Key Contributions and Findings

  1. Adversarial 3D Object Attack Vector: The research introduces adversarial 3D objects as a novel attack vector capable of compromising MSF-based perception by exploiting physical shape manipulation. These objects are designed to simultaneously impair both camera and LiDAR perception capabilities, thus invalidating the core MSF reliability assumption.
  2. Optimization-based Attack Methodology: The attack generation process is framed as an optimization problem, which systematically creates adversarial objects through gradient-based methods. The researchers ingeniously utilize differentiable 3D rendering techniques that simulate camera and LiDAR inputs, allowing for the generation of effective adversarial stimuli without necessitating extensive physical trials.
  3. Design Challenges and Solutions:
    • A major technical hurdle arises from the need to accurately synthesize adversarial impacts across non-differentiable components, such as camera images and LiDAR point clouds. The paper addresses this through a novel soft point-inclusion calculation, enabling differentiable cell-level feature aggregation for LiDAR data.
    • By leveraging Expectation over Transformation (EoT), the robustness of the attacks is improved against environmental variations, ensuring that the adversarial objects maintain their effectiveness under different conditions.
  4. Empirical Evaluation: The research evaluates the proposed attacks on industry-representative MSF algorithms, demonstrating remarkable success rates exceeding 90% across various scenarios and object types. Notably, experiments indicate that the adversarial objects remain effectively stealthy and realizable, maintaining high transferability and robustness in physical-world settings.
  5. End-to-end Implications: Through simulation, the attack’s capacity to induce 100% collision rates in AV systems is revealed, underscoring the potential safety risks posed by such adversarial techniques. This evaluation highlights the need for re-evaluating MSF systems’ defensive capabilities.
  6. Defense Strategies: Insights into potential defensive measures are discussed, including input transformation techniques and adversarial training. However, the paper suggests that these approaches only partially mitigate the threat, emphasizing the necessity for more advanced defensive tactics tailored to MSF-based perception vulnerabilities.

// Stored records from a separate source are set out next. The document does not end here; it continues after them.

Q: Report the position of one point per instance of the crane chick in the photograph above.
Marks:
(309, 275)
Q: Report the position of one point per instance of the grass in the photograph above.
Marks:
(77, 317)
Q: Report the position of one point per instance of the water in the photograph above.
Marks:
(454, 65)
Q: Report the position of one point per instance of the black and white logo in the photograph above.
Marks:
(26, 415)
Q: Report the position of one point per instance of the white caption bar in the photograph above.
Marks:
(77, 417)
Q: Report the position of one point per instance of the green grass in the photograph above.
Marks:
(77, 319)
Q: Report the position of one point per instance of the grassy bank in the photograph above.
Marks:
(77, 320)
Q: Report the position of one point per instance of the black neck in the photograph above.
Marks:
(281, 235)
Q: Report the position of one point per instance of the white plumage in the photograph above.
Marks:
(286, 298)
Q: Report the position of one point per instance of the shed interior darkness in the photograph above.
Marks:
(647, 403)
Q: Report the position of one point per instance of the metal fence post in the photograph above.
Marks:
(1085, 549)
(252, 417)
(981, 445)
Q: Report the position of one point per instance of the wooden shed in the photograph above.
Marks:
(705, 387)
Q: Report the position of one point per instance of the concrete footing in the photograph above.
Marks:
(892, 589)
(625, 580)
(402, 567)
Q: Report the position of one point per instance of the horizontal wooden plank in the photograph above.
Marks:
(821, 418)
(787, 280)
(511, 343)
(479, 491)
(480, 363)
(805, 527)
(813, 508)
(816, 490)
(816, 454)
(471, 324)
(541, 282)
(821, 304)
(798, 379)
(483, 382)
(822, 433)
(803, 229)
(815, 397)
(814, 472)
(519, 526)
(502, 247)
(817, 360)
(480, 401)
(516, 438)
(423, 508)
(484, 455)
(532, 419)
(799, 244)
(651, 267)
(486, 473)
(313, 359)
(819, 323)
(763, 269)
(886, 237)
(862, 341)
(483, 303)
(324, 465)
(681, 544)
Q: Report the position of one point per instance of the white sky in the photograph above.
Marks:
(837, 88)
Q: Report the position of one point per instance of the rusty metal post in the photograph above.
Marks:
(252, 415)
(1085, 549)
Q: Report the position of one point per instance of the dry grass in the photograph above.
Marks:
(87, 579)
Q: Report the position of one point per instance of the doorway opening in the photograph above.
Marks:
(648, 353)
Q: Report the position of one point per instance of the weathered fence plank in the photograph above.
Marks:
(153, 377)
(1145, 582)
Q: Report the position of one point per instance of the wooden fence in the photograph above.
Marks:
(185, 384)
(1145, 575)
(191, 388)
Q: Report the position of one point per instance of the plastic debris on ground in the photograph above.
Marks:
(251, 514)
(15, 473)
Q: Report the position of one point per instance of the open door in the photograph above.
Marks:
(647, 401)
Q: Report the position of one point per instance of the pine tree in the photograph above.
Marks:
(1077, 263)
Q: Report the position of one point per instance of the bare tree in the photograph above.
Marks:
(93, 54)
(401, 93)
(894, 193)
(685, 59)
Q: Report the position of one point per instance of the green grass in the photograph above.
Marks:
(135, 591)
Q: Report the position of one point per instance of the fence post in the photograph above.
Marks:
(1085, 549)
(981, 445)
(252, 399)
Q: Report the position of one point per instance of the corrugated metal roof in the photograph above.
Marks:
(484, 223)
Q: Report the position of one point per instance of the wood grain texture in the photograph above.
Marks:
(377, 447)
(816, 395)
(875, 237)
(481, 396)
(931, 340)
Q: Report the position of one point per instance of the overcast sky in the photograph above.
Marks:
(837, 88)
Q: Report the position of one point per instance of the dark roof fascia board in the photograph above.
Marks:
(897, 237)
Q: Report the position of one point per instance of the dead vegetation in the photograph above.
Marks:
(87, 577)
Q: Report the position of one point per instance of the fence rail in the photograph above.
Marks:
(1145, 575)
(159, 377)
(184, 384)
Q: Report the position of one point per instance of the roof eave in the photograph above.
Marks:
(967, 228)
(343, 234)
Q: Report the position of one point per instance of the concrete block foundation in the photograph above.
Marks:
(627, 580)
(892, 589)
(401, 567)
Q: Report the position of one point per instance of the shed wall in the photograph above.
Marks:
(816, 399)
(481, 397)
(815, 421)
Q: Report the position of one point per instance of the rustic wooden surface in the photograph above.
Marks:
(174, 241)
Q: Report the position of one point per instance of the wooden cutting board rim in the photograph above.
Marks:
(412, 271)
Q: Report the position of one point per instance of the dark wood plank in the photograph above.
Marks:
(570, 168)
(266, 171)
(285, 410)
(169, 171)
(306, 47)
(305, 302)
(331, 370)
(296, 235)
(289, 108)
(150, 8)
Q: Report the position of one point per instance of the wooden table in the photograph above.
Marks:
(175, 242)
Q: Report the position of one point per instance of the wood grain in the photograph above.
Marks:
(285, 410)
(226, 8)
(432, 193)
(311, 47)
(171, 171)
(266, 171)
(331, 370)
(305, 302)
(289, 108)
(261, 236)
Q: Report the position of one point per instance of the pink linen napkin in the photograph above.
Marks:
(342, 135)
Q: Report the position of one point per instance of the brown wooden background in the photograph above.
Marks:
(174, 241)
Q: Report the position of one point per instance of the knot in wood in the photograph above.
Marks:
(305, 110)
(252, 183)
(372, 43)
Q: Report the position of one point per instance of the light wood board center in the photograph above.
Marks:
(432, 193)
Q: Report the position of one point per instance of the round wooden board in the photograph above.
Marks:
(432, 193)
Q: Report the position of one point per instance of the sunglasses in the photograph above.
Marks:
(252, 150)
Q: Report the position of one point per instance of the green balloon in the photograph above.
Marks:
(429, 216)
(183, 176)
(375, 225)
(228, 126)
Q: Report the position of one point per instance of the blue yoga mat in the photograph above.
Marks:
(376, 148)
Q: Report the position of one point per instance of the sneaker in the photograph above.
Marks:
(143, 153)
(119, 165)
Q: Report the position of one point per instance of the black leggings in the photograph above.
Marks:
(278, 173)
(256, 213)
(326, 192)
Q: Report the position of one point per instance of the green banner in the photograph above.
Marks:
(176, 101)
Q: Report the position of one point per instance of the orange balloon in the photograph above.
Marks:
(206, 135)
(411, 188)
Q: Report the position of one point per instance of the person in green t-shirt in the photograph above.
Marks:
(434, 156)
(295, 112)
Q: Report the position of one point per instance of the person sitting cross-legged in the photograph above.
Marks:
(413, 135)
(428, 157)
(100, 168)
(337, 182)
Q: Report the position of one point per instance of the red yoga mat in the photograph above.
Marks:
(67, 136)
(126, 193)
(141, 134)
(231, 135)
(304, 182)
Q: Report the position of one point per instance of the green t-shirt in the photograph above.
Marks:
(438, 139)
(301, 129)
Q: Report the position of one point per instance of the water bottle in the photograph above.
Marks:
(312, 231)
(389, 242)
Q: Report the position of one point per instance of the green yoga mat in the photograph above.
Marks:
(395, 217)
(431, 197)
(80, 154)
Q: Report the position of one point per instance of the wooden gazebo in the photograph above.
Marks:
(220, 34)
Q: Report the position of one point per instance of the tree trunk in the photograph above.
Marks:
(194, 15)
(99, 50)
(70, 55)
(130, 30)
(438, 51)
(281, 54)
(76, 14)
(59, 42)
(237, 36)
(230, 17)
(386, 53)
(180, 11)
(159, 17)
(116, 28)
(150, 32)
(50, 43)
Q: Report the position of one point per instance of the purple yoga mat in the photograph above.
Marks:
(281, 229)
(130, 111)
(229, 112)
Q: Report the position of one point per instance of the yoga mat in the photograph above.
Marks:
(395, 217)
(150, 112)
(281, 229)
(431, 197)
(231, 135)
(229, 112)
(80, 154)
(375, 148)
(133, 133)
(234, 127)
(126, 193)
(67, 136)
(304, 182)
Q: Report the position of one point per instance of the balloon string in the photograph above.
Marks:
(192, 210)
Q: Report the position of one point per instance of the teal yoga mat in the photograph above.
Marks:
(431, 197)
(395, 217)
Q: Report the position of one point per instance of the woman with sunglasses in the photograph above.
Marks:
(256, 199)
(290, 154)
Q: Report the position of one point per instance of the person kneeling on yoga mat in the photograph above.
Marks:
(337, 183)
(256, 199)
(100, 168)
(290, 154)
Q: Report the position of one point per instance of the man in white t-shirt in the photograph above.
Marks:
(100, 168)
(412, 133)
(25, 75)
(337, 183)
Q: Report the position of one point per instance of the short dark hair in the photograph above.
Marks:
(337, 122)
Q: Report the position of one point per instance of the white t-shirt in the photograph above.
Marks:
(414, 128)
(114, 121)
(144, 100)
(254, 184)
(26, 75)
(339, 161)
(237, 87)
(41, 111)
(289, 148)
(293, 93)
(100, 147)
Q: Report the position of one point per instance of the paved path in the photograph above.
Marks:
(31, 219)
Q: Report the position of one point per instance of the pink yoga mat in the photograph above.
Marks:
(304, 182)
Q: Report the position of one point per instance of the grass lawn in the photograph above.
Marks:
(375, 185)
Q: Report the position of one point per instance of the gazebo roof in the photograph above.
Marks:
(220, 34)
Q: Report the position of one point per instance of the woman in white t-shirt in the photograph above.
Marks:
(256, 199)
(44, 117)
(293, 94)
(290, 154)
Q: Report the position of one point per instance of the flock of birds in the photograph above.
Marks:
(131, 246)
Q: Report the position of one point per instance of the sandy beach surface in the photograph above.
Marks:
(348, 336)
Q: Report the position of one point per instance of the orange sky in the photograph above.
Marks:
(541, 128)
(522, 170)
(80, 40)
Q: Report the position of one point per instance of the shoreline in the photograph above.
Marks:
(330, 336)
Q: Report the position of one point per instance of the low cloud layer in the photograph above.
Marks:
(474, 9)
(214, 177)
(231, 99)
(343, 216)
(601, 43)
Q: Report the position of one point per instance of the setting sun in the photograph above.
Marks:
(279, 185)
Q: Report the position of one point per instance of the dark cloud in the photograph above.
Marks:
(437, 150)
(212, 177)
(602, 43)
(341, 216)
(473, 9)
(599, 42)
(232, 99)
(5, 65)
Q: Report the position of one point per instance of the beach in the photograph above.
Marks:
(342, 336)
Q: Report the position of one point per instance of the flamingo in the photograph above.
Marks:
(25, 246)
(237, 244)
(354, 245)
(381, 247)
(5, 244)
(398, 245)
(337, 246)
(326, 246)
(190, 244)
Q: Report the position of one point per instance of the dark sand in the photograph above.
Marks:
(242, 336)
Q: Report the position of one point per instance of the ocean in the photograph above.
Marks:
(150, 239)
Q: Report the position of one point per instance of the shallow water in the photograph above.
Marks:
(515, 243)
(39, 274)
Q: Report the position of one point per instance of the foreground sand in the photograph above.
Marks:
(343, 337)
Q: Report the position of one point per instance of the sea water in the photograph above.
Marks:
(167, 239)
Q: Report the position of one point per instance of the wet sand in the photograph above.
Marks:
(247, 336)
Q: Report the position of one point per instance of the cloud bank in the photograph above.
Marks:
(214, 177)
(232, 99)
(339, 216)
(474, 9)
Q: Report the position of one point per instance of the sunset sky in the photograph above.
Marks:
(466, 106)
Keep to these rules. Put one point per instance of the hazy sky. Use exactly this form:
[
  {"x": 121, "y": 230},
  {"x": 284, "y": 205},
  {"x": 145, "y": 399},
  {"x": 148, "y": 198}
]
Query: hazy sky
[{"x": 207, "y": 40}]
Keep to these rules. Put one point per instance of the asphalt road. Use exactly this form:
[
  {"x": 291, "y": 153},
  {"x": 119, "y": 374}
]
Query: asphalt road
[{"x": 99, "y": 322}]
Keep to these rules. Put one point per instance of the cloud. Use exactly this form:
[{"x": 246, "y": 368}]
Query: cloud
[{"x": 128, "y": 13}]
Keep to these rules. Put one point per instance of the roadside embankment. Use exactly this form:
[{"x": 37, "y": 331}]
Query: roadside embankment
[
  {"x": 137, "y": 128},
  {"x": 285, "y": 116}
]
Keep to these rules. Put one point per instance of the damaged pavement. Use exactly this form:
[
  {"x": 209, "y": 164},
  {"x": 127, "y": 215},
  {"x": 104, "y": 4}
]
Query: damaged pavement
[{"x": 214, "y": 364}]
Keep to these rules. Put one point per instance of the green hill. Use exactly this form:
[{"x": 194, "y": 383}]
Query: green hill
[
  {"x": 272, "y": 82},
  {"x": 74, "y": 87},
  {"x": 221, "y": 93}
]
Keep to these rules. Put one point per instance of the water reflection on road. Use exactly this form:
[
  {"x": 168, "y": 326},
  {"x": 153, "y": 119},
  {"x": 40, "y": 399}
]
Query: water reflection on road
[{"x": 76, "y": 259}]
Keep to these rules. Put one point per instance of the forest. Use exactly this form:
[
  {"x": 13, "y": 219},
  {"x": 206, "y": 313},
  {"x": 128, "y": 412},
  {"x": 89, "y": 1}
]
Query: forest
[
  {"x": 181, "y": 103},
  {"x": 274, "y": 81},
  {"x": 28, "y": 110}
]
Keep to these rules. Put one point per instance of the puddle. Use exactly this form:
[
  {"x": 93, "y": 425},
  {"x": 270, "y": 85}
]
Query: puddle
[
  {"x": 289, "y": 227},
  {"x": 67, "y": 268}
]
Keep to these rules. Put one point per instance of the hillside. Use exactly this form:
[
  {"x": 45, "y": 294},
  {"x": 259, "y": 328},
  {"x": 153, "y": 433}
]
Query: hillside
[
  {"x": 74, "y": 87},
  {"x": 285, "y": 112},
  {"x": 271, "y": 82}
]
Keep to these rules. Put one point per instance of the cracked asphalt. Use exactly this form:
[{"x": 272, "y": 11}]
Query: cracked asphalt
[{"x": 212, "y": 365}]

Implications and Future Work

The implications of this paper are profound for the field of autonomous driving, particularly pertaining to the security assurances of MSF systems. By exposing the susceptibility of these systems to adversarial attacks, the research invites reconsideration of MSF's reliability as a singular defense mechanism.

This work advocates enhancement in sensor fusion defenses, potentially by expanding multisensor inputs beyond traditional camera and LiDAR configurations, or employing novel robust algorithms that account for adversarial conditions in real time. Furthermore, the development of certified robustness frameworks that accommodate 3D physical attacks remains an open research frontier.

In summary, this paper underscores a critical dimension in the intersection of autonomous vehicles and cybersecurity, urging the rethink of defense paradigms to ensure the uncompromised safety of AV deployments.